Day-Long E-mail Outage Affects 10,500
Repeated problems have plagued MIT’s electronic mail systems in the second half of July. Failures of the traditional IMAP and the new Microsoft Exchange mail systems caused large portions of campus e-mail to be unavailable for the better part of a day, followed by shorter and smaller outages last week.
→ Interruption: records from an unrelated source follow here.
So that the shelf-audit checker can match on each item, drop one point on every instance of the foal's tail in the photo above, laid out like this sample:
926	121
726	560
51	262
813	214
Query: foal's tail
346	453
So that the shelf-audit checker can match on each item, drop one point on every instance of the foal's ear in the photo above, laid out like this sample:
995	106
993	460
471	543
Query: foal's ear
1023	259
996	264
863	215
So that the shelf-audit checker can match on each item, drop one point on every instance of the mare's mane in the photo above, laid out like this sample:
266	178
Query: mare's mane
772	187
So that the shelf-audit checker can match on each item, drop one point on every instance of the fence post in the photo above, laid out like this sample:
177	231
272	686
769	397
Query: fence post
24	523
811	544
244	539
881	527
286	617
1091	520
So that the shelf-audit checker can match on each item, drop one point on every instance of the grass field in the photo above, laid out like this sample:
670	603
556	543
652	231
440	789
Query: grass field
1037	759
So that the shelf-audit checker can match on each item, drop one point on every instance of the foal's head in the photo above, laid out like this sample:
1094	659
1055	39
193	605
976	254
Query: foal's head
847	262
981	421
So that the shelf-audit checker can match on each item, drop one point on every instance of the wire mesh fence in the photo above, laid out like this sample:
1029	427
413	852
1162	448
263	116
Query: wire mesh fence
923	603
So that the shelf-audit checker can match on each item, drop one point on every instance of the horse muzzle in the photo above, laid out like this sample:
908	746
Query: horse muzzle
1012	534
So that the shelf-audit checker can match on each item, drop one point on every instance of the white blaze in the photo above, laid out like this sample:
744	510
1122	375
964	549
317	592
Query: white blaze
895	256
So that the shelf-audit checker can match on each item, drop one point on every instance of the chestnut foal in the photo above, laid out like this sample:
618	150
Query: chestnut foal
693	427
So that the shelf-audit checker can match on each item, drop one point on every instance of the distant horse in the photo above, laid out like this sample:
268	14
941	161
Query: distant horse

The major outage began just before 7 a.m. on Thursday July 23 and affected all users of the traditional IMAP system (also known as Cyrus), which is Information Services and Technologies’ (IS&T) older e-mail system and used by 90 percent of MIT e-mail users. (The rest are using MIT’s new Microsoft Exchange system, which was unaffected in this outage.) Users who forward or split their e-mail to other e-mail providers such as Gmail were unaffected by the outage. Users of MIT’s webmail service were affected by the outage.
Jeffrey I. Schiller ’79, MIT’s network manager, said the system failed when both controllers in the Storage Area Network (SAN) device that manages the e-mail disk drives failed. (There are two in case one fails.) The Tech spoke to Schiller the day after the outage, on Friday, July 24.
By 9 a.m., IS&T had replaced the failed components and restored service to all accounts on the post office servers po9, po12, and po14 (there is no po13; servers 1-8 are no longer in use). However, the hardware failure caused data corruption for po10 and po11, leaving about 5,100 students and 5,400 faculty and staff without e-mail service for much of the outage duration.
Schiller said that the disk array at fault was old and due to be replaced soon. He also said that the problem was extremely rare, and none of the published documentation for the disk array contained instructions that correctly solved the problem.
Schiller said that this problem was not specific to the traditional IMAP service, and could have just as easily affected the Exchange service. Eventually, they escalated the problem to a Sun Microsystems engineer, who Schiller said was extremely knowledgeable.
MIT provided Sun with detailed debugging diagnostics from the SAN which Sun took hours to analyze and produce a recovery procedure.
Around 4:15 p.m., Sun provided detailed instructions to recover from the failure; executing the instructions took until 8:15 p.m, when service was restored.
IS&T succeeded in fixing the broken SAN, but had that approach not worked, a full backup of IMAP e-mail was also available. A copy of mailboxes is made between 5 p.m. and 9 a.m. nightly. It would have taken about five hours to restore the affected servers’ data from the backup.
Other outages follow
Users of the new Exchange e-mail system were also not immune to problems last month, as one of the Exchange post office servers failed around 8 a.m. on Tuesday July 28. Service was restored at 9:11 a.m., IS&T reported.
Around 1 a.m. on Thursday July 30, the traditional IMAP service again had a problem. The po9 post office server experienced a disk corruption-related kernel panic and went offline. Three quarters of the mailboxes were online by 2:05 a.m., and the remainder were brought online by 11 a.m.
The most recent serious outage of e-mail before last months’ outage occurred in 2007, when po14 was inaccessible for almost four days.
IS&T has not responded to repeated inquiries over the past week regarding the Tuesday Exchange outage or last week’s po9 outage; Spokeswoman Christine C. Fitzgerald indicated she was waiting to hear from technical staff.
Redundancy Plan in Flux
The day after the big outage, Schiller emphasized that SAN failures are rare, and that to buy enough redundancy to eliminate outages would have cost “money that MIT is not prepared to spend.”
When asked how MIT views the repeated outages, last week Friday, Theresa M. Stone, MIT’s Executive Vice President, said that the “IS&T team does not believe any outage of e-mail is acceptable, and has worked to introduce redundancy to protect the system.”
Yesterday, Schiller said Stone recently asked IS&T to take “what steps were necessary” to ensure a reliable mail system for both traditional IMAP and Exchange. “And we will do that,” Schiller said.
Prior to the outage, IS&T had already been working on a fully redundant storage system for Exchange e-mail users, but traditional IMAP system users were not included. Yesterday, Schiller said IS&T is now in the process of migrating all of the IMAP users’ data to the redundant SAN originally built for the Exchange e-mail users. The redundant SAN is planned to be replicated both on-campus in W92, and off-campus in building OC11, located at One Summer Street, Boston.
Because the volume of data is very large, moving the data could take weeks to finish, Schiller said.
This process has benefitted from tight management coordination. IS&T’s technical lead on the mail system reports directly to Executive Vice President Stone, because IS&T’s Vice President has announced his retirement and a mid-level manager is out on medical leave.
John A. Hawkinson contributed reporting to this article.